Nadège Staco a appelé Eugénie et Judith, jeudi, pour leur dire qu’elles avaient été entendues et écoutées. Elle jongle avec deux options : retirer le carton (qui n’a plus vraiment d’utilité dans cette ère post-pouponnière) ou le rendre plus inclusif, en inscrivant « parents » au lieu de père et mère. Eugénie propose un carton neutre, qu’on pourrait remplir à la main.

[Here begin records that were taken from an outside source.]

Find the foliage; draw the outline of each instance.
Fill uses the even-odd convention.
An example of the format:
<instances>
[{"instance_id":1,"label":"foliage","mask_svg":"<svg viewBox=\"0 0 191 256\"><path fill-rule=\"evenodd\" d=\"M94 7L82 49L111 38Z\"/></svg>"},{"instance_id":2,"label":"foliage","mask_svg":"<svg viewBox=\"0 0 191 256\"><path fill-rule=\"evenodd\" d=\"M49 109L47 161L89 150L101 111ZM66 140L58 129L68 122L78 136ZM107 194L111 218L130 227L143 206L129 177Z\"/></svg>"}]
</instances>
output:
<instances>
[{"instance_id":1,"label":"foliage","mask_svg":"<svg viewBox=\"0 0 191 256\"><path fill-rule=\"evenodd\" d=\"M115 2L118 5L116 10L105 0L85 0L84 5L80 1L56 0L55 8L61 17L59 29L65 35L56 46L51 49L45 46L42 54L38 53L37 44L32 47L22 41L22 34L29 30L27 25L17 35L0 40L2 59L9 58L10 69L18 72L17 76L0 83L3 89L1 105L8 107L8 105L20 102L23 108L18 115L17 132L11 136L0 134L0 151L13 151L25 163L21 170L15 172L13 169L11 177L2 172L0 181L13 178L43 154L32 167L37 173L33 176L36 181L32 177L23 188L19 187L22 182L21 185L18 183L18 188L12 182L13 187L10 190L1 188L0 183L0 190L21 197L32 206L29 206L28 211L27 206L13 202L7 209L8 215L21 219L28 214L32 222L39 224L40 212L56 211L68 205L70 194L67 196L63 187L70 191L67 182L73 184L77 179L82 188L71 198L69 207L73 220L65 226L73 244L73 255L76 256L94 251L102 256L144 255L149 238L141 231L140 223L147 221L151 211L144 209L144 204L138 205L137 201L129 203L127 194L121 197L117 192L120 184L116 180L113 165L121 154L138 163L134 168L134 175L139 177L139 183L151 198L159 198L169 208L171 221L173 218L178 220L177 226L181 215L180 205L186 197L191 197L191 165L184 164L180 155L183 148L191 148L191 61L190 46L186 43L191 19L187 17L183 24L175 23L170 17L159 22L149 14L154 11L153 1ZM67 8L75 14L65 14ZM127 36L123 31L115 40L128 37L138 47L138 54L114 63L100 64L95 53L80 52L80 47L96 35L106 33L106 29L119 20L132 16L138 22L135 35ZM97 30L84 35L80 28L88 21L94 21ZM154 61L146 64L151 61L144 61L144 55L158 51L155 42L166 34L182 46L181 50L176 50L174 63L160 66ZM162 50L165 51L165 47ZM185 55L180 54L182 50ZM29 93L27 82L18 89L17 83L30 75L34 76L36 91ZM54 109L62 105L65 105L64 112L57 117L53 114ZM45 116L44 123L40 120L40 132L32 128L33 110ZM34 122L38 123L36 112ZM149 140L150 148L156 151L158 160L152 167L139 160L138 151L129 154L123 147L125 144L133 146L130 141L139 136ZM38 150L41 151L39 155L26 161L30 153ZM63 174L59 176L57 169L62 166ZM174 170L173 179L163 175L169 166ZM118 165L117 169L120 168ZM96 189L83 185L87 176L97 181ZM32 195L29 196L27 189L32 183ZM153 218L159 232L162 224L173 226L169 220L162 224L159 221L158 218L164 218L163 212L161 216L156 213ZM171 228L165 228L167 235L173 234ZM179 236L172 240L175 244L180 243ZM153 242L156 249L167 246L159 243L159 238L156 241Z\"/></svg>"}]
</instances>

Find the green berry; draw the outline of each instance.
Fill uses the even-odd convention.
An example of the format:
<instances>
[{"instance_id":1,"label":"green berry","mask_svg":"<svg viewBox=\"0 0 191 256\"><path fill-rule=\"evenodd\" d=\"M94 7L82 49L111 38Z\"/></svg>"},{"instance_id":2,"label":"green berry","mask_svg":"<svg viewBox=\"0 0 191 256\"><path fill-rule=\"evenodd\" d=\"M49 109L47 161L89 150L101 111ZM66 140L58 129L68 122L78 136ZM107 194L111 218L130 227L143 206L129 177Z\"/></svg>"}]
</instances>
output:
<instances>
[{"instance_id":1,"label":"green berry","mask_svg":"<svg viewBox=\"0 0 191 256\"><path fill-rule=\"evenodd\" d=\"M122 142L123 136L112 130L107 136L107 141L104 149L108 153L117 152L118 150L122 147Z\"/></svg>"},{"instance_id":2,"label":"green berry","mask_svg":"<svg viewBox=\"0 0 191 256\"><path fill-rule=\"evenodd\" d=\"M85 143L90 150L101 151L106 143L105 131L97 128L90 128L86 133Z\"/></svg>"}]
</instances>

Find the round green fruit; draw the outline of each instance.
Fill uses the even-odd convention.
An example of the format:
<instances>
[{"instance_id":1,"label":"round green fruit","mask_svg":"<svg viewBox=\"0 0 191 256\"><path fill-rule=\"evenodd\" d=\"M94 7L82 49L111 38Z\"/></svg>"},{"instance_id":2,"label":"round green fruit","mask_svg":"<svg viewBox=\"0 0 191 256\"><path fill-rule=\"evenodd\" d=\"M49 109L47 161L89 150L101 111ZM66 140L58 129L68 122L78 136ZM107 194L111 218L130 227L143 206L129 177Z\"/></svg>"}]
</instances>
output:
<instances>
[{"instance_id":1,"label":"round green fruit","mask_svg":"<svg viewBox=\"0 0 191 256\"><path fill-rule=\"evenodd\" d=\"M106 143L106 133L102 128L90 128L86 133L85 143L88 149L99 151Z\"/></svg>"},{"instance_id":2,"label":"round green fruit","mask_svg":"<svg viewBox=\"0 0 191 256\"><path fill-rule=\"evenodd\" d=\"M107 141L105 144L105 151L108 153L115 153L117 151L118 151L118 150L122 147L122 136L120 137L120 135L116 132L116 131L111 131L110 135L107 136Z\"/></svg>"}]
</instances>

Dans le contexte actuel, où on constate une libération d’une parole haineuse et ignorante envers les communautés LGBTQ+, « craignez-vous les contrecoups de votre décision ? », demande Eugénie Lépine-Blondeau à Nadège Staco. « Il y aura toujours des commentaires désobligeants, mais ça ne m’empêche pas d’aller vers l’avant », dit Nadège Staco, qui souhaite aussi amener la réflexion aux gestionnaires des autres hôpitaux accoucheurs lors d’une prochaine rencontre.

Des progrès, mais…

C’est en 2002 que les familles homoparentales ont obtenu une reconnaissance juridique au Québec, et depuis, la Coalition des familles LGBT+ réclame que les formulaires reflètent ces changements inscrits au Code civil. « On apprécie les gestes d’inclusion », dit la codirectrice de l’organisme, Mona Greenbaum, qui souligne que d’autres hôpitaux et des commissions scolaires l’ont fait dans le passé. Mais selon elle, le mot d’ordre doit venir d’en haut. « Il faut une directive claire du gouvernement pour que chaque institution publique ait le devoir légal d’adapter ses formulaires pour correspondre aux familles homoparentales et aussi au fait qu’on reconnaît les personnes non binaires dans le Code civil », dit-elle. Il y a quelques années, la ministre Sonia LeBel lui a dit qu’il y avait au Québec 35 000 formulaires à adapter.

En savoir plus
  • 0,6 %
    Selon le recensement de 2021, parmi les couples avec enfants au Québec, 5240 sont du même genre, transgenres ou non binaires, soit 0,6 % du total. La Coalition des familles LGBT+ estime plutôt qu’environ 50 000 enfants au Québec vivent dans une famille homoparentale.